𐌰𐍄𐍄𐌰 𐌿𐌽𐍃𐌰𐍂, 𐌸𐌿 𐌹𐌽 𐌷𐌹𐌼𐌹𐌽𐌰𐌼,

𐍅𐌴𐌹𐌷𐌽𐌰𐌹 𐌽𐌰𐌼𐍉 𐌸𐌴𐌹𐌽,
𐌵𐌹𐌼𐌰𐌹 𐌸𐌹𐌿𐌳𐌹𐌽𐌰𐍃𐍃𐌿𐍃 𐌸𐌴𐌹𐌽𐍃,
𐍅𐌰𐌹𐍂𐌸𐌰𐌹 𐍅𐌹𐌻𐌾𐌰 𐌸𐌴𐌹𐌽𐍃,
𐍃𐍅𐌴 𐌹𐌽 𐌷𐌹𐌼𐌹𐌽𐌰 𐌾𐌰𐌷 𐌰𐌽𐌰 𐌰𐌹𐍂𐌸𐌰𐌹.
𐌷𐌻𐌰𐌹𐍆 𐌿𐌽𐍃𐌰𐍂𐌰𐌽𐌰 𐌸𐌰𐌽𐌰 𐍃𐌹𐌽𐍄𐌴𐌹𐌽𐌰𐌽 𐌲𐌹𐍆 𐌿𐌽𐍃 𐌷𐌹𐌼𐌼𐌰 𐌳𐌰𐌲𐌰,
𐌾𐌰𐌷 𐌰𐍆𐌻𐌴𐍄 𐌿𐌽𐍃 𐌸𐌰𐍄𐌴𐌹 𐍃𐌺𐌿𐌻𐌰𐌽𐍃 𐍃𐌹𐌾𐌰𐌹𐌼𐌰,
𐍃𐍅𐌰𐍃𐍅𐌴 𐌾𐌰𐌷 𐍅𐌴𐌹𐍃 𐌰𐍆𐌻𐌴𐍄𐌰𐌼 𐌸𐌰𐌹𐌼 𐍃𐌺𐌿𐌻𐌰𐌼 𐌿𐌽𐍃𐌰𐍂𐌰𐌹𐌼,
𐌾𐌰𐌷 𐌽𐌹 𐌱𐍂𐌹𐌲𐌲𐌰𐌹𐍃 𐌿𐌽𐍃 𐌹𐌽 𐍆𐍂𐌰𐌹𐍃𐍄𐌿𐌱𐌽𐌾𐌰𐌹,
𐌰𐌺 𐌻𐌰𐌿𐍃𐌴𐌹 𐌿𐌽𐍃 𐌰𐍆 𐌸𐌰𐌼𐌼𐌰 𐌿𐌱𐌹𐌻𐌹𐌽;
[𐌿𐌽𐍄𐌴 𐌸𐌴𐌹𐌽𐌰 𐌹𐍃𐍄 𐌸𐌹𐌿𐌳𐌰𐌽𐌲𐌰𐍂𐌳𐌹
𐌾𐌰𐌷 𐌼𐌰𐌷𐍄𐍃 𐌾𐌰𐌷 𐍅𐌿𐌻𐌸𐌿𐍃 𐌹𐌽 𐌰𐌹𐍅𐌹𐌽𐍃.]
𐌰𐌼𐌴𐌽.

(Atta unsar þu in himinam,
weihnai namo þein.
Qimai þiudinassus þeins.
Wairþai wilja þeins,
swe in himina jah ana airþai.
Hlaif unsarana þana sinteinan
gif uns himma daga.
Jah aflet uns þatei skulans sijaima,
swaswe jah weis afletam
þaim skulam unsaraim.
Jah ni briggais uns
in fraistubnjai,
ak lausei uns af þamma ubilin
[Unte þeina ist þiudangardi
jah mahts jah wulþuns in aiwins.]
Amen.

Le gotique est une langue morte qui était parlée par les Goths au Moyen Âge. Elle appartient à la branche germanique de la famille des langues indo-européennes.

C'est la plus ancienne des langues germaniques attestées, et la seule parmi les langues germaniques orientales à disposer d'un corpus textuel, représenté principalement par le Codex Argenteus, un manuscrit biblique du VIe siècle. Le gotique n'a donné naissance à aucune des langues germaniques actuelles, mais son caractère archaïque le rend particulièrement précieux en linguistique comparée.

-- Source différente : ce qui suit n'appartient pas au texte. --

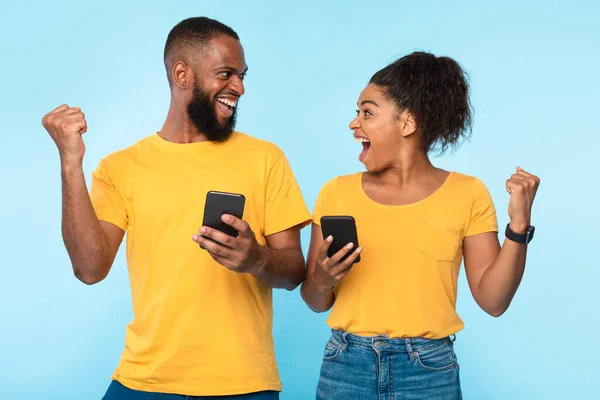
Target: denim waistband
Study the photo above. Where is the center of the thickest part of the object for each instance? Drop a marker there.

En français, cette langue est communément appelée « gotique » sans H pour la distinguer de l'adjectif gothique.[réf. souhaitée]

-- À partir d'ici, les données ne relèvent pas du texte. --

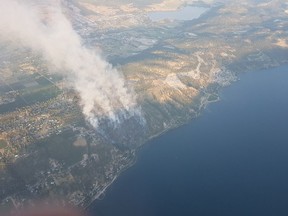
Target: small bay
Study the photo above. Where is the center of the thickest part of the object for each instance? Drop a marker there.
(231, 161)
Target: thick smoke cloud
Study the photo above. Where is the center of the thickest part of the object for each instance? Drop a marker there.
(101, 87)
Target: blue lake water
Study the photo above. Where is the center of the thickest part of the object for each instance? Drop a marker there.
(231, 161)
(185, 13)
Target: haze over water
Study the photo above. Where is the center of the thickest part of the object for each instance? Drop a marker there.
(233, 160)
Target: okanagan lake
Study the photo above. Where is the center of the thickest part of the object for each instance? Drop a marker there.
(231, 161)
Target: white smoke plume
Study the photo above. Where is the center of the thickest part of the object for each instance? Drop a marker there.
(101, 87)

Histoire[modifier | modifier le code]

Les documents en gotique les plus anciens datent du IVe siècle de l'ère chrétienne. Le gotique cesse d'être couramment utilisé à partir de la seconde moitié du VIe siècle en raison des défaites wisigothes face aux Francs, de la destruction des Goths d'Italie (les Ostrogoths), de la conversion au catholicisme des Goths d'Espagne, de la latinisation et romanisation, de l'isolement géographique, etc.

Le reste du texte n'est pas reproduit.